Tell all the Truth

I first encountered what is now one of my favorite Emily Dickinson poems in a class I took on memoir writing. Here’s the short, two-stanza poem:

Tell all the Truth but tell it slant —
Success in Circuit lies
Too bright for our infirm Delight
The Truth’s superb surprise
 
As Lightning to the Children eased
With explanation kind
The Truth must dazzle gradually
Or every man be blind —

 

I’ve found that “tell it slant” has been great advice for me as a writer.

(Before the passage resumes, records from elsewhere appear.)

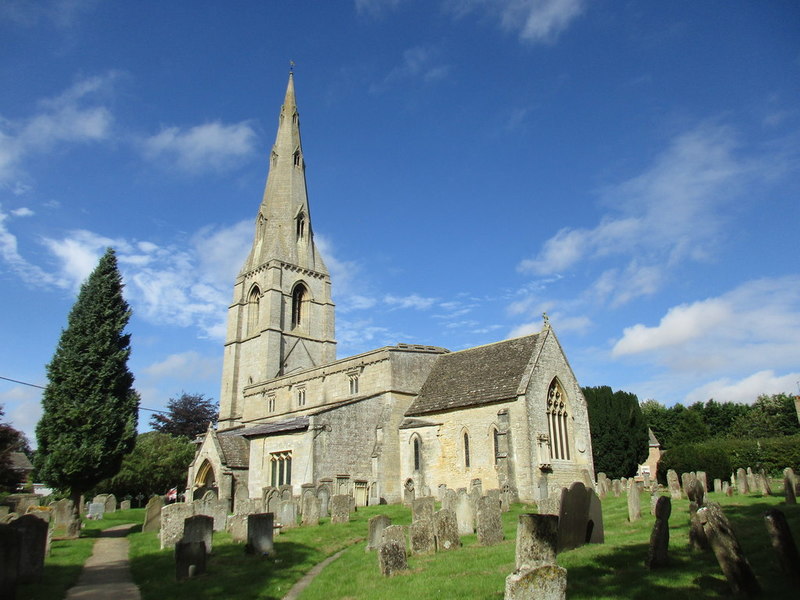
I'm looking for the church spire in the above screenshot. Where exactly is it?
[242,72,327,273]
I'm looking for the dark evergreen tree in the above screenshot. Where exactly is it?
[150,392,219,439]
[583,385,648,479]
[35,248,139,510]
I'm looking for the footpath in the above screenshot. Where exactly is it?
[66,523,142,600]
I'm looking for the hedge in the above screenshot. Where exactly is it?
[658,435,800,484]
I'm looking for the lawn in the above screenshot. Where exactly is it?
[18,494,800,600]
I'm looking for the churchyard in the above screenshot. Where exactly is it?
[4,480,800,600]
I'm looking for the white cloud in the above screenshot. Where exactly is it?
[143,121,257,173]
[445,0,585,43]
[612,275,800,376]
[0,72,118,185]
[685,370,800,404]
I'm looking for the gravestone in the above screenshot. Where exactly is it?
[9,515,49,582]
[667,469,683,500]
[378,540,408,577]
[302,492,320,526]
[246,513,275,556]
[366,515,392,552]
[783,475,797,504]
[515,514,558,571]
[644,496,672,569]
[142,496,164,533]
[697,502,761,597]
[180,515,214,554]
[558,481,591,552]
[408,518,436,554]
[0,524,20,600]
[225,513,252,544]
[175,540,210,581]
[504,565,567,600]
[278,499,297,529]
[456,488,475,535]
[330,494,350,523]
[736,467,750,494]
[442,489,458,513]
[475,494,504,546]
[433,508,461,552]
[764,508,800,586]
[159,502,194,550]
[411,496,436,523]
[86,502,106,521]
[628,485,642,523]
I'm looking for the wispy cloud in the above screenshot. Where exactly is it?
[142,121,257,173]
[612,275,800,375]
[445,0,585,44]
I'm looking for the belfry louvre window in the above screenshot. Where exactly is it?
[269,451,292,487]
[547,379,570,460]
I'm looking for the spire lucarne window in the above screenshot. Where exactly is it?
[547,379,570,460]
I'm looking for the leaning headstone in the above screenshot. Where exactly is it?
[246,513,275,556]
[411,496,436,523]
[225,513,252,544]
[515,514,558,571]
[475,494,504,546]
[628,485,642,523]
[764,508,800,586]
[0,524,20,600]
[697,502,761,597]
[645,496,672,569]
[408,519,436,554]
[366,515,392,552]
[456,488,475,535]
[667,469,683,500]
[142,496,164,533]
[9,515,49,582]
[783,476,797,504]
[330,494,350,523]
[159,502,194,550]
[504,565,567,600]
[175,540,209,581]
[433,508,461,552]
[181,515,214,554]
[558,480,592,552]
[378,540,408,577]
[736,468,750,494]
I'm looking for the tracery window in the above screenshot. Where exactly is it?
[547,379,570,460]
[269,451,292,487]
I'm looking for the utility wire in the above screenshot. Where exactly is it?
[0,375,169,415]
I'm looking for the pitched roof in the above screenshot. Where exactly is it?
[406,334,539,416]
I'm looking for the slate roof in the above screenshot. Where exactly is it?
[406,334,539,417]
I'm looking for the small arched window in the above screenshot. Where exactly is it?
[292,283,308,328]
[247,285,261,333]
[547,379,570,460]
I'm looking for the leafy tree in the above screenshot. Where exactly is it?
[0,406,30,492]
[583,385,649,479]
[150,392,219,439]
[35,248,139,507]
[90,431,195,498]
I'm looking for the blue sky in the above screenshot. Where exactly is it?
[0,0,800,437]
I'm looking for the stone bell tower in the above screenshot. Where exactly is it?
[219,73,336,430]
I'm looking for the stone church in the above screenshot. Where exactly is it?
[187,74,594,505]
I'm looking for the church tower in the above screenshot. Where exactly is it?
[219,73,336,430]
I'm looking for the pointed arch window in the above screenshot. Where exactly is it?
[247,285,261,333]
[292,283,308,328]
[547,379,570,460]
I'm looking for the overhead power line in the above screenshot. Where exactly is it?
[0,375,169,415]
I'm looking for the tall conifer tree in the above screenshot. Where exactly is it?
[36,248,139,510]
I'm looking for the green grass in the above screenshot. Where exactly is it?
[18,494,800,600]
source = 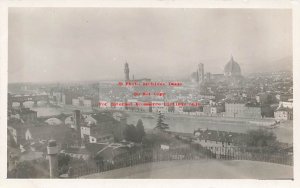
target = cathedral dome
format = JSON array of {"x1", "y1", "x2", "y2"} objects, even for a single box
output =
[{"x1": 224, "y1": 56, "x2": 241, "y2": 76}]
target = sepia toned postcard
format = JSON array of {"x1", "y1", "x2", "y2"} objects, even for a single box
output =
[{"x1": 1, "y1": 1, "x2": 299, "y2": 187}]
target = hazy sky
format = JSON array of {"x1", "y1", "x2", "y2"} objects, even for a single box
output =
[{"x1": 8, "y1": 8, "x2": 292, "y2": 82}]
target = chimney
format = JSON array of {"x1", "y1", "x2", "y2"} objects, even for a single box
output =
[
  {"x1": 47, "y1": 140, "x2": 58, "y2": 178},
  {"x1": 73, "y1": 110, "x2": 80, "y2": 131}
]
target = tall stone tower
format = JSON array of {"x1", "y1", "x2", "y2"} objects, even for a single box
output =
[
  {"x1": 124, "y1": 62, "x2": 129, "y2": 81},
  {"x1": 197, "y1": 63, "x2": 204, "y2": 85},
  {"x1": 47, "y1": 140, "x2": 58, "y2": 178}
]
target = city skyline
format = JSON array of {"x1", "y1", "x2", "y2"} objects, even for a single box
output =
[{"x1": 8, "y1": 8, "x2": 292, "y2": 83}]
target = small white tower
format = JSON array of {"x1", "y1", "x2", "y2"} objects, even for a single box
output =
[{"x1": 47, "y1": 140, "x2": 58, "y2": 178}]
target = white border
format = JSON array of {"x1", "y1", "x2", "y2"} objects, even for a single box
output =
[{"x1": 0, "y1": 0, "x2": 300, "y2": 188}]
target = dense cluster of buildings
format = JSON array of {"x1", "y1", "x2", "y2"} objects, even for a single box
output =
[{"x1": 99, "y1": 57, "x2": 293, "y2": 120}]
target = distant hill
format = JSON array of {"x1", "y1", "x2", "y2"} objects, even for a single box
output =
[{"x1": 241, "y1": 57, "x2": 293, "y2": 74}]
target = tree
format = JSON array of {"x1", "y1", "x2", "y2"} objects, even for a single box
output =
[
  {"x1": 124, "y1": 125, "x2": 136, "y2": 142},
  {"x1": 246, "y1": 129, "x2": 279, "y2": 150},
  {"x1": 136, "y1": 119, "x2": 146, "y2": 142},
  {"x1": 155, "y1": 112, "x2": 169, "y2": 131}
]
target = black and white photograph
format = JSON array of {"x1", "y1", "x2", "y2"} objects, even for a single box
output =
[{"x1": 1, "y1": 1, "x2": 295, "y2": 180}]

In argumentative writing, it means I don’t always come out with my argument from the gate. If you start with your argument (i.e. we need strong gun control) you can sometimes lose all hope of persuading an audience who doesn’t always agree with you. From the start they already know they disagree with you, whereas if you use a point last structure, you can start on common ground and at least get your audience to listen to you.

In creative writing, to me “tell it slant” means to focus on craft and character and dialogue, to not be overly didactic with whatever “truth” I think I know, to let both characters and my readers figure things out on their own, and allow them to learn their own lessons, which may or may not be what I had originally intended.

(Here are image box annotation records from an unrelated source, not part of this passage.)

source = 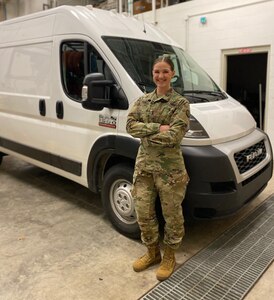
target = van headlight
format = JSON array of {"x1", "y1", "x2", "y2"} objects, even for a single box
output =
[{"x1": 185, "y1": 115, "x2": 209, "y2": 139}]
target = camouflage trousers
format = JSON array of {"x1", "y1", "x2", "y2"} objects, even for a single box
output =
[{"x1": 132, "y1": 171, "x2": 189, "y2": 249}]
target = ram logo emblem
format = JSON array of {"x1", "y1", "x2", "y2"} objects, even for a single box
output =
[{"x1": 245, "y1": 148, "x2": 263, "y2": 162}]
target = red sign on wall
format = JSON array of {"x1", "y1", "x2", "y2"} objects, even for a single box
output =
[{"x1": 239, "y1": 48, "x2": 252, "y2": 54}]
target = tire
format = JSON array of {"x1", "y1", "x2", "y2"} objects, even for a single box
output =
[{"x1": 101, "y1": 164, "x2": 140, "y2": 239}]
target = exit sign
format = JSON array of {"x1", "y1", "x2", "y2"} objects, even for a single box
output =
[{"x1": 239, "y1": 48, "x2": 252, "y2": 54}]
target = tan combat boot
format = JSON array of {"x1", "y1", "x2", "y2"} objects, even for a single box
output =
[
  {"x1": 133, "y1": 244, "x2": 162, "y2": 272},
  {"x1": 156, "y1": 246, "x2": 176, "y2": 281}
]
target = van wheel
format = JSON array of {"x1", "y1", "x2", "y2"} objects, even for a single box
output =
[{"x1": 102, "y1": 164, "x2": 140, "y2": 239}]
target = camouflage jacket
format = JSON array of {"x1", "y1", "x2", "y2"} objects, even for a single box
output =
[{"x1": 127, "y1": 89, "x2": 190, "y2": 173}]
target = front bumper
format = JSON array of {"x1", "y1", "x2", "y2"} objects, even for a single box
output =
[{"x1": 182, "y1": 130, "x2": 273, "y2": 218}]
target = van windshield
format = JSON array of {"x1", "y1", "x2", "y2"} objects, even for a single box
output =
[{"x1": 103, "y1": 36, "x2": 227, "y2": 103}]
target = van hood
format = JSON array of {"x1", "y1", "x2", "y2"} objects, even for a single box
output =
[{"x1": 186, "y1": 97, "x2": 256, "y2": 146}]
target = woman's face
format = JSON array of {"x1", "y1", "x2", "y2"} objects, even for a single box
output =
[{"x1": 152, "y1": 61, "x2": 175, "y2": 89}]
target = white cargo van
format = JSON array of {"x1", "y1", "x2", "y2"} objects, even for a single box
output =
[{"x1": 0, "y1": 6, "x2": 273, "y2": 237}]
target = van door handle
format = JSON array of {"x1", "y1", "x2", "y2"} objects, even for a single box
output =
[
  {"x1": 56, "y1": 101, "x2": 64, "y2": 119},
  {"x1": 39, "y1": 99, "x2": 46, "y2": 117}
]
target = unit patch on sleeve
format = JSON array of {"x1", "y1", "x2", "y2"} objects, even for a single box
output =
[{"x1": 99, "y1": 115, "x2": 117, "y2": 128}]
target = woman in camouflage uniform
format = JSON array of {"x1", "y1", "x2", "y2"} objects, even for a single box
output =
[{"x1": 127, "y1": 56, "x2": 190, "y2": 280}]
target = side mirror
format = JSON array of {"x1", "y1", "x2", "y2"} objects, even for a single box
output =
[{"x1": 82, "y1": 73, "x2": 114, "y2": 110}]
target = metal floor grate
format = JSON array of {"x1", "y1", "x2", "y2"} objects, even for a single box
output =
[{"x1": 141, "y1": 195, "x2": 274, "y2": 300}]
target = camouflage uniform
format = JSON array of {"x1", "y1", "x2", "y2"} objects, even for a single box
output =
[{"x1": 127, "y1": 89, "x2": 190, "y2": 249}]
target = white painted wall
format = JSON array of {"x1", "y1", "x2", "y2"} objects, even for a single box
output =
[{"x1": 136, "y1": 0, "x2": 274, "y2": 146}]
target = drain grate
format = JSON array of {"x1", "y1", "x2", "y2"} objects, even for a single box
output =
[{"x1": 141, "y1": 195, "x2": 274, "y2": 300}]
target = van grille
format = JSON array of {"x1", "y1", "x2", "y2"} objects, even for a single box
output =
[{"x1": 234, "y1": 140, "x2": 266, "y2": 174}]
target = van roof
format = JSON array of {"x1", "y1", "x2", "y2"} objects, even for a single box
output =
[{"x1": 0, "y1": 5, "x2": 179, "y2": 45}]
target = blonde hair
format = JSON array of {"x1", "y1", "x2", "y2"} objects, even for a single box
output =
[{"x1": 153, "y1": 54, "x2": 174, "y2": 71}]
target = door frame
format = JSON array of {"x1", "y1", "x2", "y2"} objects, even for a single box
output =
[{"x1": 220, "y1": 45, "x2": 270, "y2": 131}]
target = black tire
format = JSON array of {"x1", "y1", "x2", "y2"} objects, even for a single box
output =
[{"x1": 101, "y1": 164, "x2": 140, "y2": 239}]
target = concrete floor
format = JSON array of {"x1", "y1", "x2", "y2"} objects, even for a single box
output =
[{"x1": 0, "y1": 156, "x2": 274, "y2": 300}]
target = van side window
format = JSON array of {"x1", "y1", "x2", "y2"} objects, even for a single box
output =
[{"x1": 61, "y1": 41, "x2": 113, "y2": 101}]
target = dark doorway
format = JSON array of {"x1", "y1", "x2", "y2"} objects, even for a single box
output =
[{"x1": 227, "y1": 53, "x2": 267, "y2": 129}]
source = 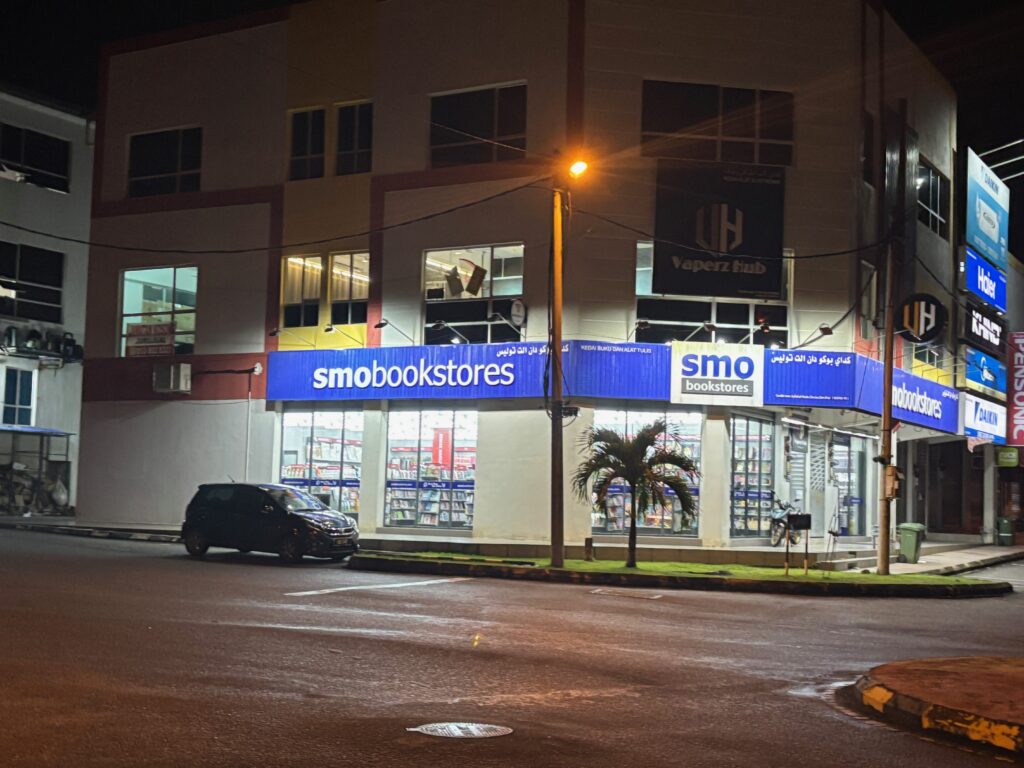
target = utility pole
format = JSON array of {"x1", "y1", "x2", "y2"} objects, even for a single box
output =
[{"x1": 548, "y1": 160, "x2": 587, "y2": 568}]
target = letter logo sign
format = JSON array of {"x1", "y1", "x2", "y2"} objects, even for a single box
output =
[
  {"x1": 1007, "y1": 332, "x2": 1024, "y2": 445},
  {"x1": 672, "y1": 341, "x2": 764, "y2": 406},
  {"x1": 899, "y1": 293, "x2": 949, "y2": 344}
]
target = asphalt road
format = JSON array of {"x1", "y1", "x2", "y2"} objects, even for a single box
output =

The book Tell it Slant takes its title from Emily Dickinson’s poem, explaining, “she meant, we think, that truth takes on many guises; that the truth of art can be very different than the truth of day-to-day life” (2).  The authors go on to quote Salman Rushdie:

Literature is where I go to explore the highest and lowest places in human society and in the human spirit, where I hope to find not absolute truth but the truth of the tale, of the imagination and of the heart. (3)

I hope that I can learn to tell the truth in my writing, to speak to the imagination and to the heart.